ロジカルな関係があるか分からないが、著者が「善と悪」を一体として定義するように、これは、「意識と無意識」を一体として捉えることと重なった。友人Inabaさんと昨日話していたことで、自分の中で起こったこともストンと納得できた。
「意識の領域」では、当然、外からくる情報や自分の感情を、意識化された「形」あるものとして捉えて、情報を整理し、理解する。ロジカルかどうか、「意識の上にある」価値観に照らし合わせて "right" かどうかにより、整理し、情報も感情も取捨選択が行われる。
その一方で、「無意識の領域」では、「意識の領域」から落ちてきた外れ物がたまっていく。「形」として捉えられないもの、不要なものとして外れていった情報や感情、感覚的なものがたまっていく。
自分の中で、その両方が存在することを受け止めていないと、「無意識の領域」に溜まったものによる自分への仕返し的なものがおきる恐れがあると感じることがあった。
「無意識の領域」は当然雑多なものが混在しており、往々にして、意識の世界で「捨てられた(不要な)もの」が積み重なっているが故に、「無意識の領域」はどんどんと淀んでいく。それがある一定のところまで来た時に、疲労、熱、体の痛み、精神的な痛みとして表面化してきて、ひどいときはバイオレンスの方向に行ってしまうのかもしれない。
実際、(今考えれば大したことのないようなものだが)自分が予想しない反応を自分の体がしてしまうことを初めて体験した。発熱、頭痛、体のきしみ、こわばり。全て突然出てきたものだったが、シンプルに言えば、社員が辞めることになり、それにより自分に大きくかかった「ストレス」が原因だった。社員が辞めるから忙しくなることよりも、自分の中で色々な感情と情報の整理が行われ、その結果捨てられていったもの達の突発的な叫びに近い反応だった。

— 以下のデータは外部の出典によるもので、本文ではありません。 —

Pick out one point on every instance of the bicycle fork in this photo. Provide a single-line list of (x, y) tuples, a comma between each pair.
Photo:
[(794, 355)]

両方が自分の中にあること、「意識と無意識の領域」が自分の中にあることを受け止めること、そしてそこであるタイプの取捨選択が行われていることを受け止めること、「無意識の領域」に落ちていくものにも光を当てて、「捨てるもの=悪いもの」ではなく受け入れること。それが、「善と悪の両方を一体として捉える」構図と非常に似ているように感じたので、自分に面白いメッセージを投げかけてくれたと思った。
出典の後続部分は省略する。